LIBRERIA DI PROGRAMMI
Archivio dove sono raccolti e organizzati
i programmi di elaborazione.
LINEA COMMUTATA
Vedi connessione dial-up.
LINEA DEDICATA
Tipo di connessione realizzato tramite un
"cavo" ad essa riservato. In Italia tale tipo di linea può essere
acquistato dalla Telecom. Questo tipo di connessione è indicato come CDN
(Circuiti Diretti Numerici).
LINGUAGGIO
L'insieme delle regole, dei caratteri e
dei simboli usati per l'elaborazione dei dati.
Linguaggio macchina: le istruzioni in formato binario
riconosciute dal un particolare tipo di processore. Questo è il
linguaggio operativo usato da tutti i computer del mondo per
elaborare le informazioni e i programmi forniti dall'utente. Il
programmatore scrive i programmi usando linguaggi di più alto
livello (più vicini al modo di espressione umano) e questi
vengono convertiti in linguaggio macchina prima della loro
esecuzione. Esistono diverse famiglie di processori con linguaggi
macchina differenti.
Linguaggio simbolico: quello costituito da un insieme di
istruzioni basate su codici alfanumerici, usate per impostare i
programmi e tradotte dal computer in linguaggio macchina. I
linguaggi simbolici piò usati sono il Basic, il Cobol, il
Fortran, il Pascal, il C.
LINGUAGGIO D'EMULAZIONE
E' un gruppo di comandi e di istruzioni
utilizzato dal computer per gestire la stampante.
LINK
Collegamento. Riferimento a un altro
documento Web oppure a un'altra sezione del medesimo documento.
Questo tipo di aggancio costituisce l'elemento chiave per
costruire ipertesti. Di solito questi collegamenti sono messi in
evidenza quando compaiono sullo schermo (colore diverso,
sottolineatura, grassetto e via dicendo).
LINUX
Una versione del sistema operativo Unix
per personal computer, creata da Linus Torvald come progetto di
ricerca per l'Università di Helsinki. Ne esistono diverse
versioni tutte disponibili a costi molto ridotti o, in alcuni
casi, praticamente gratuite.
Linux è un sistema operativo ricco di funzioni e particolarmente
predisposto per funzionare nel mondo Internet. Consente di
utilizzare il personal computer con molta più efficienza
rispetto a Windows NT oppure altri sistemi operativi per PC.
Richiede una certa esperienza per le operazioni di
configurazione, ma garantisce una buona stabilità di
funzionamento.
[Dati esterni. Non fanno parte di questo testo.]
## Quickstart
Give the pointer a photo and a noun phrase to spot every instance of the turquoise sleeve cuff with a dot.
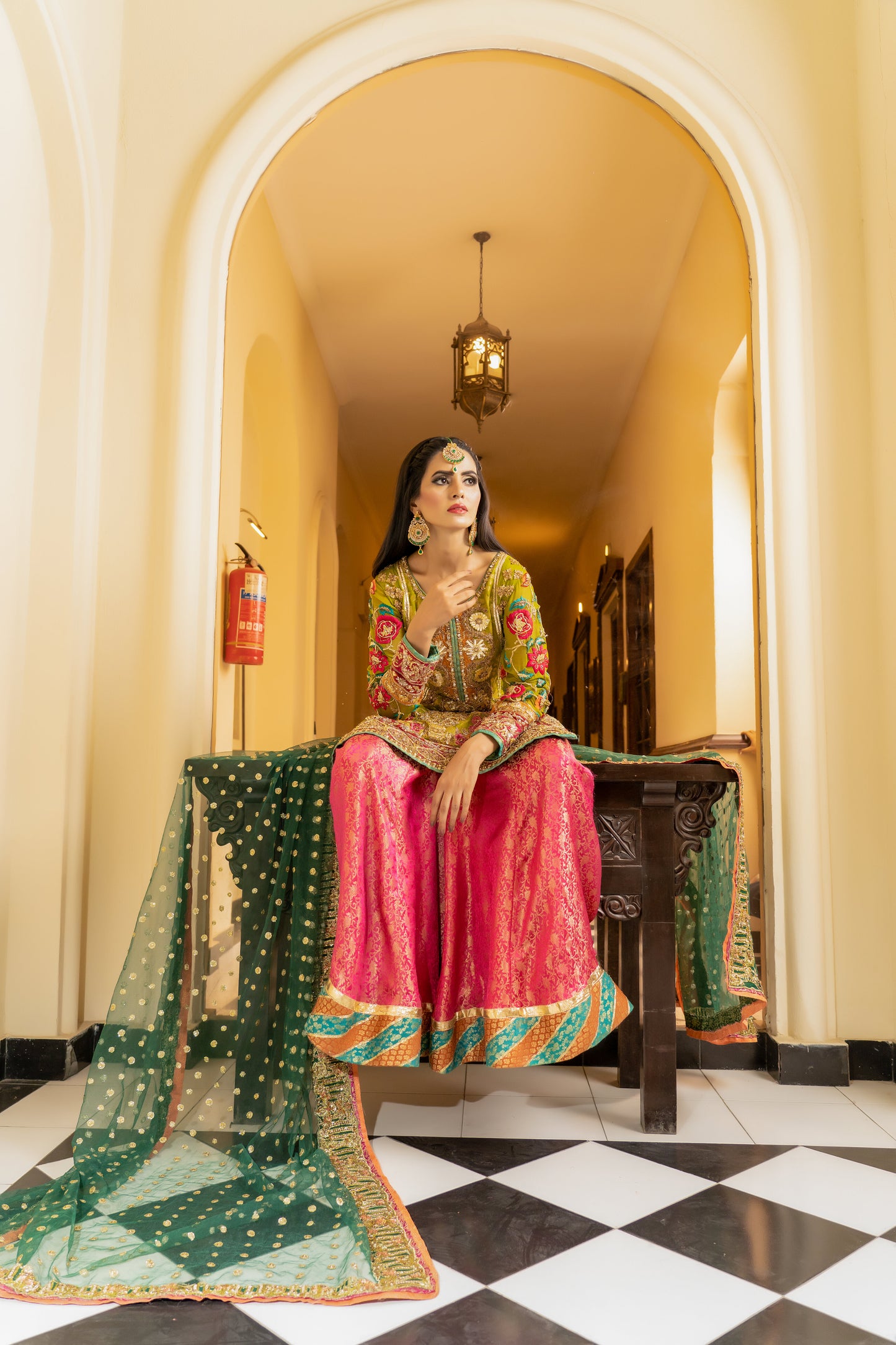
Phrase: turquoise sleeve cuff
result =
(433, 655)
(497, 755)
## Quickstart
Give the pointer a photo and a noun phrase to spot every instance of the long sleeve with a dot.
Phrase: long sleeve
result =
(397, 674)
(526, 685)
E' molto diffuso in ambiente universitario e ha
cominciato a diffondersi anche in ambito aziendale a partire dal
1998, grazie anche al supporto ufficiale che gli viene garantito
dai principali produttori di hardware.
LOCAL BUS
Bus locale. Di solito si riferisce a un
bus di sistema che si collega direttamente al microprocessore
oppure a un bus sulla scheda madre che si trova più vicino al
processore di quanto lo siano i bus di espansione ordinari (vale
a dire che vi sono minori gradi di bufferizzazione) e che di
conseguenza è in grado di fornire prestazioni superiori.
LOG
Dicesi "log file" quel file nel quale si registra automaticamente
quanto compare sullo schermo durante un collegamento.
LOGIN
Il momento iniziale di collegamento a un servizio, quando
si inseriscono i propri identificativi, cioè lo Username e la Password
necessari a entrare nel sistema.
LOGOFF
Procedura di conclusione di una sessione di collegamento
ad un computer (BBS o altro).
LOGON
Procedura di connessione e presentazione dell'utente alla
BBS o ad altro computer.
LOL
Acronimo di Laugh Out Loud oppure Lots Of Laughs.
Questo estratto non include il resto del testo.